The Fast Break: Mavs vs. Nuggets

Final: Mavs 122, Nuggets 105

Box Score | Highlights

Behind the Box Score

Tonight the Mavericks had their highest-scoring first quarter (39 points) since dropping 39 on Feb. 28, 2016 against the Timberwolves, and they built their biggest lead after the opening frame since Feb. 4, 2015, when they led Golden State by 17 points. Not a bad way to start a game.

Dallas held a 17-point advantage at halftime, 64-47. It marked the team’s first time leading by 15+ points at the break in consecutive games since November 2014 when the Mavs did it in three straight games, one of which included the 123-70 win against Philadelphia. That night, Dallas led 73-29 at the break, the team’s biggest halftime advantage in franchise history.

The Mavericks are now 178-3 in the Rick Carlisle era when leading by double-digits after three quarters, per Basketball-Reference.

Notebook

  • Dennis Smith Jr. has had a lot of “good at this” games lately, where he really shines in one or two areas of his game. Tonight he showed a ton of ability getting downhill, both in the open floor and in halfcourt situations. First, he was able to attack early in the shot clock by pushing the ball off misses.

    And once he established that he could get to the basket, the Nuggets defense began crashing down to stop this attempts at the rim. That only opens up shots for his teammates, though, if he’s able to find them.

    Finally, Rick Carlisle has said one area he’s still improving in is his decisiveness with his dribble. That might seem like a pretty abstract concept, but what he means is Smith sometimes takes a couple more dribbles than he needs to when sizing up a mismatched defender, and that can allow the opponent to begin crowding the lane and gearing up for a drive. This was a great example of a drive timed right.

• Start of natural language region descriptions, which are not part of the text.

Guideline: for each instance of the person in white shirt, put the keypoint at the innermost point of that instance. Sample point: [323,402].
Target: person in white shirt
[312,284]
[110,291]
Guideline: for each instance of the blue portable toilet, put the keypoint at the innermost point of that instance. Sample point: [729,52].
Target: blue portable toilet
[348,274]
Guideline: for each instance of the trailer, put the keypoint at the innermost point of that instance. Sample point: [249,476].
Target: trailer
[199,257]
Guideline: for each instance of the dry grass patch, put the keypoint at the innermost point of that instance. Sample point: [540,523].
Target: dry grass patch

    Kenneth Faried is a good player but he doesn’t have the speed to stay in front of Smith. Once Smith drew the switch, he took a dribble or so to read the situation and then attacked immediately, mixing in a pump-fake to give himself some extra breathing room before finishing with a baby hook. He reached the 20-point plateau for the first time since Nov. 14. All in all, this was an awesome game from the rookie.

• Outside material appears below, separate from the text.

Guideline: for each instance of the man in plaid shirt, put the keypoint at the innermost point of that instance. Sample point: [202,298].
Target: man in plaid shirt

  • After going nearly a month without blocking more than five shots in a game, the Mavs have now swatted at least six in two straight games. Maxi Kleber is improving in that regard, and we already know what Salah Mejri is capable of. Blocked shots are always good, but the act of trying to block one can sometimes compromise your position for a rebound or put you at risk of committing a foul on a pump-fake. Nevertheless, it’s good to see their big men returning more shots to sender and starting an extra fast break or two in the process.

    What’s Next

    The Mavs (7-17) will play the Boston Celtics (21-4) on Wednesday at the TD Garden at 6:30 p.m. Central.